The chairman of the Federal Deposit Insurance Corporation (FDIC) has admitted that the nation's banks rely almost completely on third-party providers of software.
The FDIC has no authority over the approximately 300 software providers. It can only "monitor" their y2k progress.
The FDIC says it is confident that these providers will meet their y2k goals. The problem is, there is no indication that any of them was compliant as of November, 1997.
This is the testimony of Andrew Hove.
* * * * * *
The FDIC also is working closely with the other depository institution regulatory agencies to assess the efforts of data processing servicers and bank software providers in resolving Year 2000 problems. Over 90 percent of all FDIC-insured institutions receive data processing support from an independent party external to the bank or have purchased their financial software applications (such as deposit and loan information systems) from a vendor. For the most part, these banks must rely on the data processing servicers or vendors to make their financial software applications Year 2000 compliant. The agencies are currently performing initial assessments at each of the approximately 300 data processing servicers that serve financial institutions including the 16 large multi-regional data processing servicers that have been identified by the agencies as potentially posing a significant and disruptive risk to the financial industry should one or more fail. With respect to bank software providers, the agencies are performing a similar assessment of the 12 major bank software products used by a wide segment of financial institutions. We estimate that these twelve packages are used by 75 percent of the FDIC-supervised financial institutions that purchase bank software applications for their data processing.
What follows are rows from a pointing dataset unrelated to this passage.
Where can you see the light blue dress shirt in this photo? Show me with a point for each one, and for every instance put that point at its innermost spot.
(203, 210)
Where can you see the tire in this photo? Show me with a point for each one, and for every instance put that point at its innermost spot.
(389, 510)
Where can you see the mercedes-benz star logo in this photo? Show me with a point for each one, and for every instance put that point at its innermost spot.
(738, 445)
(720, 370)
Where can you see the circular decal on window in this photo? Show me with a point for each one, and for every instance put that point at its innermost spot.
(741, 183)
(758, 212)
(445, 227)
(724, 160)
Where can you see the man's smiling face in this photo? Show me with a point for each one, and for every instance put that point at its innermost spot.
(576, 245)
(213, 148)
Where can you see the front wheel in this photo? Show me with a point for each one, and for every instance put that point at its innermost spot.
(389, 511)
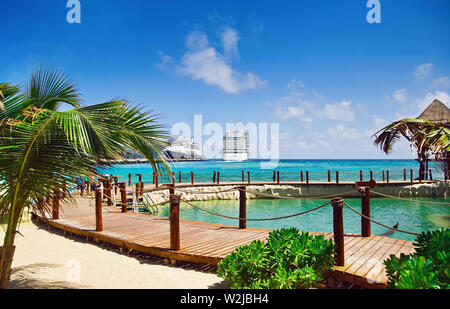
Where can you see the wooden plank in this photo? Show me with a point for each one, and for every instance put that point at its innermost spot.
(204, 242)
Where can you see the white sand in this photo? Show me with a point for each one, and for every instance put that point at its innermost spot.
(45, 259)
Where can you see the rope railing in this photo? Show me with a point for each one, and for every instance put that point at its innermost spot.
(249, 219)
(381, 224)
(409, 200)
(300, 197)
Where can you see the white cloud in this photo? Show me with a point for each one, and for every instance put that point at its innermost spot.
(399, 95)
(165, 60)
(343, 132)
(339, 111)
(230, 39)
(204, 62)
(290, 112)
(430, 97)
(378, 124)
(423, 70)
(441, 82)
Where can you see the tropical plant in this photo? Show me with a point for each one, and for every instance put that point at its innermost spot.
(425, 136)
(43, 148)
(427, 268)
(288, 260)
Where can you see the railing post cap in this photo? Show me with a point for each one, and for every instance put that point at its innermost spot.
(175, 198)
(337, 201)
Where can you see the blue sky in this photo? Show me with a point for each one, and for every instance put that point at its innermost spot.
(318, 68)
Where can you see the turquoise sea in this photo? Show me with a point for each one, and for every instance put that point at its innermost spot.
(289, 170)
(412, 217)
We have completed initial assessments at 81 percent of the 147 data processing servicers and vendors assigned to the FDIC for review. Less than one percent of the servicers are experiencing significant problems at this point. Approximately 5 percent of servicers present a moderate level of concern, while we estimate that about 95 percent of servicers have adequate processes in place to make mission critical systems compliant by December 31, 1999. Some of our smaller institutions, however, are having problems obtaining specific information regarding their vendors' Year 2000 remediation efforts and, in particular, their project time lines. Our on-site supervisory reviews of servicers which will be completed by early 1998, will enable us to better evaluate how well the servicers are implementing their processes and meeting their project timelines.